Ben Stein and others are trying to get the right to "teach the controversy" on evolution, but the only controversy is in public opinion, not in refereed scientific circles (not unlike global warming). They should teach what the fields are saying and discovering (likewise in social studies, literature, etc), not parrot the cultural/political mood of the school district, although that too has to be considered.
Let the culture interact with the truth, not cover it up.
And just to clarify: there isn't massive disagreement about Darwin's theory of evolution among scientists. However, there is disagreement among scientists whether a God/gods exist. I see different numbers, but for every atheist, there seems to be about one believer in the field. And this is a subject, IMHO, which scientists can not speak authoritatively on - it is beyond the tools and methods of their field.

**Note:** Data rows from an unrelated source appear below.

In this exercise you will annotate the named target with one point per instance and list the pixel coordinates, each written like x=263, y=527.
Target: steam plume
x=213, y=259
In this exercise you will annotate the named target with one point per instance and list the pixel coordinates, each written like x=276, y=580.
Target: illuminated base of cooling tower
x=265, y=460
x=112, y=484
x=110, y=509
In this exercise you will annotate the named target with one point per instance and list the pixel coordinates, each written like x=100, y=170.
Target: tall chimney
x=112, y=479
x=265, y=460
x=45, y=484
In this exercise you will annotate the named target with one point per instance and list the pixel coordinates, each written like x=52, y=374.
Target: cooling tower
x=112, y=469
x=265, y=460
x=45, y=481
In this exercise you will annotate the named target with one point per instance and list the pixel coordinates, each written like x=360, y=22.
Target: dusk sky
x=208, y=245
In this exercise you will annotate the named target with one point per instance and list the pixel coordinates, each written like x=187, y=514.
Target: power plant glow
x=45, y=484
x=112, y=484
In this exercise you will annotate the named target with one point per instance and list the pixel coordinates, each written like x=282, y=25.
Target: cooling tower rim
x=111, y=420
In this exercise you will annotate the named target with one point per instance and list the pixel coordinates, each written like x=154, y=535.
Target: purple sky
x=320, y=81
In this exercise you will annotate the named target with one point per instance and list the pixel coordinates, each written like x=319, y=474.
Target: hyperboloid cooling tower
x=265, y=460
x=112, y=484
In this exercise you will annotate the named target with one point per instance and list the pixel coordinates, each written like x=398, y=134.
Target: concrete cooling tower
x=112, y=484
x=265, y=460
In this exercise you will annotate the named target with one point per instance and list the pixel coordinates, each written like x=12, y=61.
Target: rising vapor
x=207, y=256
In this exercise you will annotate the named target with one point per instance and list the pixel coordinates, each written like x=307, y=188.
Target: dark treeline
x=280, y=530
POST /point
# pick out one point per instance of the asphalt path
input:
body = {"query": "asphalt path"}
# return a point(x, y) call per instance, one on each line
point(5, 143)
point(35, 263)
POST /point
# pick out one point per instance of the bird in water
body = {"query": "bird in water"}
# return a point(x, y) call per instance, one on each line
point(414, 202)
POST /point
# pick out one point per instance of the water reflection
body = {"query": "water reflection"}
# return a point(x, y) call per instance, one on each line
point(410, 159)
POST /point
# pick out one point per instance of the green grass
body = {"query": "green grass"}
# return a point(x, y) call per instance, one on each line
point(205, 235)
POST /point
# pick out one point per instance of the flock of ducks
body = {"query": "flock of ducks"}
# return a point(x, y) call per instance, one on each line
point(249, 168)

I love this article and fully agree with it. I was having a conversation the other day with someone about the way education has changed since I was there only a decade ago. Teaching to tests instead of teaching to learn and grow one's understanding of the world made a strong case for homeschooling (even though I am not sure about my position on it). I would love to see our education transformed into the integrating/cooperating sort of system that you describe, just not sure if that is a reality. I will remain hopeful!
I do have an issue with your global warming statement. First, I think we must be careful throwing out that term. It means different things to different people. If by global warming we mean that the earth has been on a warming pattern over the last couple decades, then yes I agree there is a general consensus on that. If we mean by global warming that some sort of eminent crisis is forming and that humans are primarily responsible for it, then no, I don't think there is consensus on that.